Among the nearly $60 billion allocated to transportation funding, $4 billion is earmarked for the reduction of carbon pollution in the surface transportation sector, which the T&I Committee said is the largest source of transportation greenhouse gas emissions.

Spencer said that addressing truck parking would also help reduce emissions.

“Addressing the parking shortage would also have supported efforts to reduce carbon emission from the transportation sector,” he said. “Truck drivers waste approximately 56 minutes per day looking for parking, all the while needlessly burning fuel, emitting carbon and contributing to congestion.”

Despite the amendment’s rejection, OOIDA thanked Rep. Bost and Rep.

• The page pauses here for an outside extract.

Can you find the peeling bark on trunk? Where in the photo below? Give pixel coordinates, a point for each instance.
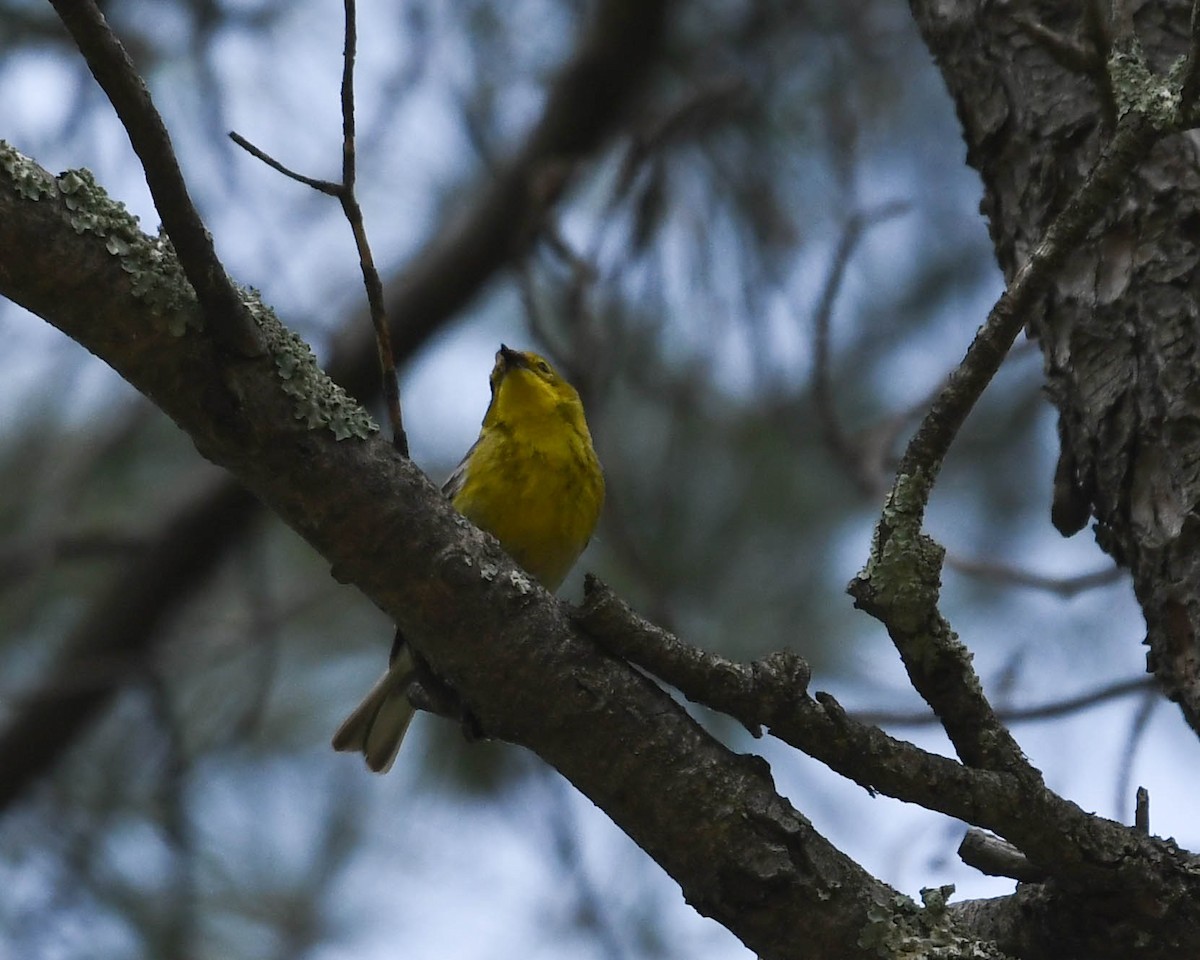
(1119, 328)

Sam Graves (R-Missouri), along with other Republicans on the committee who voted in support of the amendment.

In addition to the $4 billion allocated for reducing surface transportation emissions, the T&I legislation also includes:

  • $10 billion to support access to affordable housing and enhance mobility for low-income individuals and residents of disadvantaged or persistent poverty communities
  • $4 billion to support neighborhood equity, safety and affordable transportation access
  • $6 billion to advance local surface transportation projects
  • $500 million to the Federal Emergency Management Agency’s hazard mitigation revolving loan fund program
  • $425 million for grants for the construction, retrofit, technological enhancement and updated planning requirements of state, local Tribal and territorial emergency operation centers
  • $9.5 billion to the Economic Development Administration to provide investments in persistently distressed communities, provide assistance to energy and industrial transition communities, invest in public works projects, and create regional hubs
  • $1 billion to the General Services Administration to invest in high-performance green buildings
  • $1 billion for climate resilient Coast Guard infrastructure
  • $2.5 billion to the Maritime Administration to support more sustainable port infrastructure and supply chain resilience
  • $2 billion to invest in sewer overflow and stormwater reuse projects, as well as a greater federal cost share for projects that serve financially distressed communities
  • $500 million in grant assistance to invest in the backlog of wastewater projects on Tribal lands

“With this legislation, we can reduce carbon pollution from the transportation sector that’s driving the climate crisis and make communities more resilient to extreme weather events; connect people with good-paying jobs and affordable housing; address the planning mistakes of the past by reconnecting communities; make meaningful investments to plan for and develop high-speed rail projects; provide more people access to clean water; and make our aviation and maritime sectors greener,” said T&I Committee Chair Rep. Peter DeFazio (D-Oregon). “I look forward to seeing Congress pass this once-in-a-generation legislation because we can’t afford to squander this opportunity.”